How to dismantle your father

I was listening to U2's great new album yesterday - "How to dismantle an atomic bomb". It seems to be everyones favourite 'music for the journey' right now. The first track to get my attention was track 3. Bono is talking about his relationship with his father ("it's you when I look in the mirror") and the singing gift he got from him ("You're the reason why the opera is in me"). But, it was not always happy ("We fight all the time", "A house doesn't make a home").

Another track which caught my attention was track 9. The story behind it is that Bono was talking to Noel Gallagher from Oasis. His father had just died and was ambivalent about going to the funeral. Noel said that it would help him let go and to get "one step closer to knowing" himself and his father and all that he meant.

What Bono describes here beautifully is the process of letting go of a father figure and becoming your own man (or woman!). It can be especially hard if things had been difficult between people and if there was some good to be held onto - his fathers opera and his fathers faith. But, being able to be ourselves and to have 'left home' psychologically is a key part of maturity. 'Father' becomes 'Friend'.

For some, the idea of a father can be a tough one - and this can be transferred onto our understanding of God. God can seem restrictive, cruel, authoritarian, even abusive and vindictive - if that was the experience of their father. For this reason, I wonder if we have a particular responsibility to work things out with our fathers so that we are not transferring onto God things that are actually of our father. God is his own person.

The relationship between a man and his father is also different to that between a woman and her father. Men can find it hard to be close to their fathers and show emotion. Men find it hard to come out from under their father's shadow. I wonder if it was for this reason that four times, the Bible gives the following command about marriage. Note that the man leaves, not the wife.
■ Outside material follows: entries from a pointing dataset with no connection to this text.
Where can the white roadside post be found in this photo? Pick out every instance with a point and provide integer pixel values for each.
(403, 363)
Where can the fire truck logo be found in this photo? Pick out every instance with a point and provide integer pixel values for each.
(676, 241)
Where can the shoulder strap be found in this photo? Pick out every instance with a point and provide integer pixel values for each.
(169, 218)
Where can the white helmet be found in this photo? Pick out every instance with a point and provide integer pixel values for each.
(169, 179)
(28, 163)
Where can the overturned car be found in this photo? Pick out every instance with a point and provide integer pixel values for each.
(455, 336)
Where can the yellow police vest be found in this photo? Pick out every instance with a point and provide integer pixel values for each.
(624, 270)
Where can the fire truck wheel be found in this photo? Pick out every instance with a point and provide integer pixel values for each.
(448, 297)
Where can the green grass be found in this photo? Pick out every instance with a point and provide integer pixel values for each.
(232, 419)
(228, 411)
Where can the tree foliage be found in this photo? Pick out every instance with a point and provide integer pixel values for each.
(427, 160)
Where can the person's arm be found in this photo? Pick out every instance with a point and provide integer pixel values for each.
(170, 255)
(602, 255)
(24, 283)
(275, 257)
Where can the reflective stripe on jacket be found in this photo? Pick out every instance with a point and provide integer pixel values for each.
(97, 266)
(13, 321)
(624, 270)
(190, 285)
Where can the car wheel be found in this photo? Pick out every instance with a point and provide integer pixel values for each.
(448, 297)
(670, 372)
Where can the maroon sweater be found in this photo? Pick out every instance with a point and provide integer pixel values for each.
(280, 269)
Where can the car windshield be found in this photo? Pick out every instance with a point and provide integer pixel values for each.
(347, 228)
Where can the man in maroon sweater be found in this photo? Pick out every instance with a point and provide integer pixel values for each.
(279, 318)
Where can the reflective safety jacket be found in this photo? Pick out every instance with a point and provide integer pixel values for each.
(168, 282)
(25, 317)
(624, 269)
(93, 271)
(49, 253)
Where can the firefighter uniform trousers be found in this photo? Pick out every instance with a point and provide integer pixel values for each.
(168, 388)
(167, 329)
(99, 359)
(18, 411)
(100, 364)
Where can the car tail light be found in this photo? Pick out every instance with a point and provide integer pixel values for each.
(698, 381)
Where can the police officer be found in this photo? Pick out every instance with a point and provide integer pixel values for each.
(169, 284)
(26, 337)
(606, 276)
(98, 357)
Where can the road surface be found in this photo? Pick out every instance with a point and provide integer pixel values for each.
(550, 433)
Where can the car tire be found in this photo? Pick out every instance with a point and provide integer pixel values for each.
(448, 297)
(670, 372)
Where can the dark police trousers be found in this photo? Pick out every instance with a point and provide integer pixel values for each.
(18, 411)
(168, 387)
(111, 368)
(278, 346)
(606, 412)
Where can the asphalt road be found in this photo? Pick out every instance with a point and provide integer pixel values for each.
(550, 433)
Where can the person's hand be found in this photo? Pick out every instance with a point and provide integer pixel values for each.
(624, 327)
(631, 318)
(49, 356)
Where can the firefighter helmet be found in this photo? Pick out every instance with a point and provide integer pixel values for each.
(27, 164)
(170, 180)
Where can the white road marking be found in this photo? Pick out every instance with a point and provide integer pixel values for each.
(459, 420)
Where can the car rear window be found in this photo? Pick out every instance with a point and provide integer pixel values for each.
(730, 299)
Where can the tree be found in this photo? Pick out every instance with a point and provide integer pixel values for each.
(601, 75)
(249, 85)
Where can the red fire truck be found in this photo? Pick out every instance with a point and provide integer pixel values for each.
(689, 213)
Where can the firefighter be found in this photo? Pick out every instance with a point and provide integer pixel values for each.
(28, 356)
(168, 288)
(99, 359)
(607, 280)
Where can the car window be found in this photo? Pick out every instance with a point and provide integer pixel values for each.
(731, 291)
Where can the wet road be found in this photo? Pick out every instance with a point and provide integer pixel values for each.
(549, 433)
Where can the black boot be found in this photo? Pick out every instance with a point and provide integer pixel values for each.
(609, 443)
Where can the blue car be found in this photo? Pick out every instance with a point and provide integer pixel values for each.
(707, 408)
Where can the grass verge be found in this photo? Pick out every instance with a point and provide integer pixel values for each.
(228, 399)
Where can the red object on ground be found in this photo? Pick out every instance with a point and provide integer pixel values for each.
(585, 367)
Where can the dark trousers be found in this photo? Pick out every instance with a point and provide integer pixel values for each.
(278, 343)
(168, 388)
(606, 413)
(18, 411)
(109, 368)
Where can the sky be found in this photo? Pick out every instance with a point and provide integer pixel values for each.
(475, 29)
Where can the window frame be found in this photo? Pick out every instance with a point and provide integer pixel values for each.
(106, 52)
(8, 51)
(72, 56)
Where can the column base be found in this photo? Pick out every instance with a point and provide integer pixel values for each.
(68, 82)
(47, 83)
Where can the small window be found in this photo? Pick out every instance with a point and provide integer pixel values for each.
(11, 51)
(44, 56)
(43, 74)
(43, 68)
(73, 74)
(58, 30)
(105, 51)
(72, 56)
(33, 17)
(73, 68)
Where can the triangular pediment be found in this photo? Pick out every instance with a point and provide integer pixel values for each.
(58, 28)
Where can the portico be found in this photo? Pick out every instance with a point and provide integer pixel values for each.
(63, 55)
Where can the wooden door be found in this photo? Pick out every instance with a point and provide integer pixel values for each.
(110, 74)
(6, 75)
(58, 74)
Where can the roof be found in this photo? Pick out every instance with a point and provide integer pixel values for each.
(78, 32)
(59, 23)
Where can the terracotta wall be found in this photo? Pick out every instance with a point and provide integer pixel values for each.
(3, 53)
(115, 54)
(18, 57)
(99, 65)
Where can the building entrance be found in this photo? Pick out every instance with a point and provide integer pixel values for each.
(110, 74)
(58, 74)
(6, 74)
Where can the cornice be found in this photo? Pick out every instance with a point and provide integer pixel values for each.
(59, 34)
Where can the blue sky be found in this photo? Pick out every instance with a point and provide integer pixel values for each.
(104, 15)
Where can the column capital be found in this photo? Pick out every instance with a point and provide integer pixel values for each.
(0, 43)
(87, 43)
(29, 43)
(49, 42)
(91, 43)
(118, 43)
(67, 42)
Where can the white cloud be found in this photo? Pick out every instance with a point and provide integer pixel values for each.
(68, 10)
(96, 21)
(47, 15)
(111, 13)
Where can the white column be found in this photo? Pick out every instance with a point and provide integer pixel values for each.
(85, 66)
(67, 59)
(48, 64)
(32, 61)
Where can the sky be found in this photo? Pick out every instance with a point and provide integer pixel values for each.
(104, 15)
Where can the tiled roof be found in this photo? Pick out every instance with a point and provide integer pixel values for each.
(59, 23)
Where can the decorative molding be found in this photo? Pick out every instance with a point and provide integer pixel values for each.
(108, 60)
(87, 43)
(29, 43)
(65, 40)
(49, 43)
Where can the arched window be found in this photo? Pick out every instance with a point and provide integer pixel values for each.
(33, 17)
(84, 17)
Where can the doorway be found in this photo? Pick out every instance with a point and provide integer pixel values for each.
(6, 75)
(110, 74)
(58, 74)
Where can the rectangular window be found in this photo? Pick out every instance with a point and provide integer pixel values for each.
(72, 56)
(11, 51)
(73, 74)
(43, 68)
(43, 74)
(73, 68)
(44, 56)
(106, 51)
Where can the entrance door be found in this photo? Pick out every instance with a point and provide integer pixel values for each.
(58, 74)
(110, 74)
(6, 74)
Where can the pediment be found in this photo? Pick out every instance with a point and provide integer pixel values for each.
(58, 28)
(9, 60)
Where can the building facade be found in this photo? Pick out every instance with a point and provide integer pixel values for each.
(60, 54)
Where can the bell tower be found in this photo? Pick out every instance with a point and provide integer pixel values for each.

For this reason a man will leave his father and mother and be united to his wife, and they will become one flesh.

Bono is in his 40s and you might think he would have got a lot of this sorted by now, but actually there are often many steps in 'leaving home' - some we do when we first sleep-over at a friends aged 6 or 7. another is when we might go off to college - but they keep on coming.

Another titile for this album might be "How to dismantle your Father". Step-by-step and with love-in-the-song would seem to be the answer.